La FNAM a tenu sa conférence de presse


A l’issue de la conférence de presse organisée par la Fédération Nationale de l'Aviation et de ses Métiers, vendredi 18 novembre 2022, TourMaG a pu interroger les représentants de la FNAM et les opérateurs adhérents. L’occasion d’un dialogue sans langue de bois avec, comme d’habitude chez certains dirigeants de compagnies aériennes, des formules bien senties pour fustiger les projets de taxes et les mauvais procès en pollution du secteur aérien.


Rédigé par le Lundi 21 Novembre 2022

Quid de la taxation du kérosène ?

Autour de Pascal de Izaguirre, les membres de la FNAM et les dirigeants des compagnies aériennes adhérentes. Photo CH
Autour de Pascal de Izaguirre, les membres de la FNAM et les dirigeants des compagnies aériennes adhérentes. Photo CH
TourMaG : Nous avons récemment entendu une déclaration du Ministre des transports, Clément Beaune, qui disait discuter avec ses collègues ministres européens et se pencher sur la taxation du kérosène dont il disait que l’aérien était le seul secteur qui n’était pas taxé. Comment réagissez-vous à cette déclaration ?

Alain Battisti, président de Chalair Aviation :
C’est faux, aujourd’hui le kérosène est taxé*, l’émission à la consommation de kérozène est taxée, le bruit est taxé. Nous sommes un des rares secteurs où le bruit est taxé. Les fabricants de voitures ou de motos qui font du bruit ne sont pas taxés.

Il y a effectivement une volonté européenne de renforcer la taxation du kérosène mais on est loin d’avoir l’accord global européen nécessaire. Si cela devait arriver, ce serait un gros risque pour notre secteur.
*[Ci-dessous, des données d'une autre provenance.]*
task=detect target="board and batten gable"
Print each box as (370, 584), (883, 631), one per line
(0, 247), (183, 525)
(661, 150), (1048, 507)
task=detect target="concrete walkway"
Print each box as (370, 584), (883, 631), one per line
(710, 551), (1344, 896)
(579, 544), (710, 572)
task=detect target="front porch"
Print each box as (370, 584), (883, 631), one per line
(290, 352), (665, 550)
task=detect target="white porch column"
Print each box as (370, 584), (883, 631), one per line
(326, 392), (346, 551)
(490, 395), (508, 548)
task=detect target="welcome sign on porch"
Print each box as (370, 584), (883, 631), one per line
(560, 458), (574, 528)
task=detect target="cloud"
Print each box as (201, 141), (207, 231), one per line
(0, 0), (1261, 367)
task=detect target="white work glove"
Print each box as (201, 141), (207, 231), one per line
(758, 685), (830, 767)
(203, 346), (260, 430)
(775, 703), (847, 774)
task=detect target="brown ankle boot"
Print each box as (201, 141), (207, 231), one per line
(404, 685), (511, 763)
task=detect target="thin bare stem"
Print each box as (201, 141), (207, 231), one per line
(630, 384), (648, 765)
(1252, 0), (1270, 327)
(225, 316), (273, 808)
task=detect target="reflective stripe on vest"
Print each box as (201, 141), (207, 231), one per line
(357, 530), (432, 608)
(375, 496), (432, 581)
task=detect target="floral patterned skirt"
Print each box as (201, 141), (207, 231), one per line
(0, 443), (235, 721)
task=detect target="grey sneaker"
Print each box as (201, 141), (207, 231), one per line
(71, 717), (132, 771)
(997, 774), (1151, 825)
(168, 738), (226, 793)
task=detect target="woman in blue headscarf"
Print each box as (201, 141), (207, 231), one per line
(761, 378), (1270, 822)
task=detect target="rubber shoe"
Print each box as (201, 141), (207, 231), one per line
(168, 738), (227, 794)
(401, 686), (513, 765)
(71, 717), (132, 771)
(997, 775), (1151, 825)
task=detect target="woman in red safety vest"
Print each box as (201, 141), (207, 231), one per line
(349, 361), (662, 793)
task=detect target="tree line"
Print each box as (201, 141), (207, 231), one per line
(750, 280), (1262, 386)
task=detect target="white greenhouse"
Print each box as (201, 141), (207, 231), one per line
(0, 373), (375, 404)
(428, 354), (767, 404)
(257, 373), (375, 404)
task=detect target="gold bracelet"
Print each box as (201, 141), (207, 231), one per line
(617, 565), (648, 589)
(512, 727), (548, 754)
Sur du long-courrier par exemple : Istanbul a été construit pour accueillir 200 millions de passagers, soit deux fois plus que Roissy CDG. Pensez-vous que la Turquie va nous laisser tranquillement augmenter le prix de notre kérosène sans elle-même augmenter son offre et détourner le trafic ?

Le hub d’Istanbul est idéalement placé sur les destinations vers l’Asie, l’Afrique et l’Europe de l’Est. C’est ce que l’on appelle « les fuites de carbone ».

La guerre en Ukraine est en train de montrer aux politiques qu’il ne faut pas être naïfs, ni sur les enjeux militaires, ni sur les enjeux politiques, ni sur les enjeux énergétiques et ni sur les enjeux de souveraineté les plus basiques comme la liberté d’avoir des lignes aériennes directes, d’avoir plusieurs opérateurs nationaux forts.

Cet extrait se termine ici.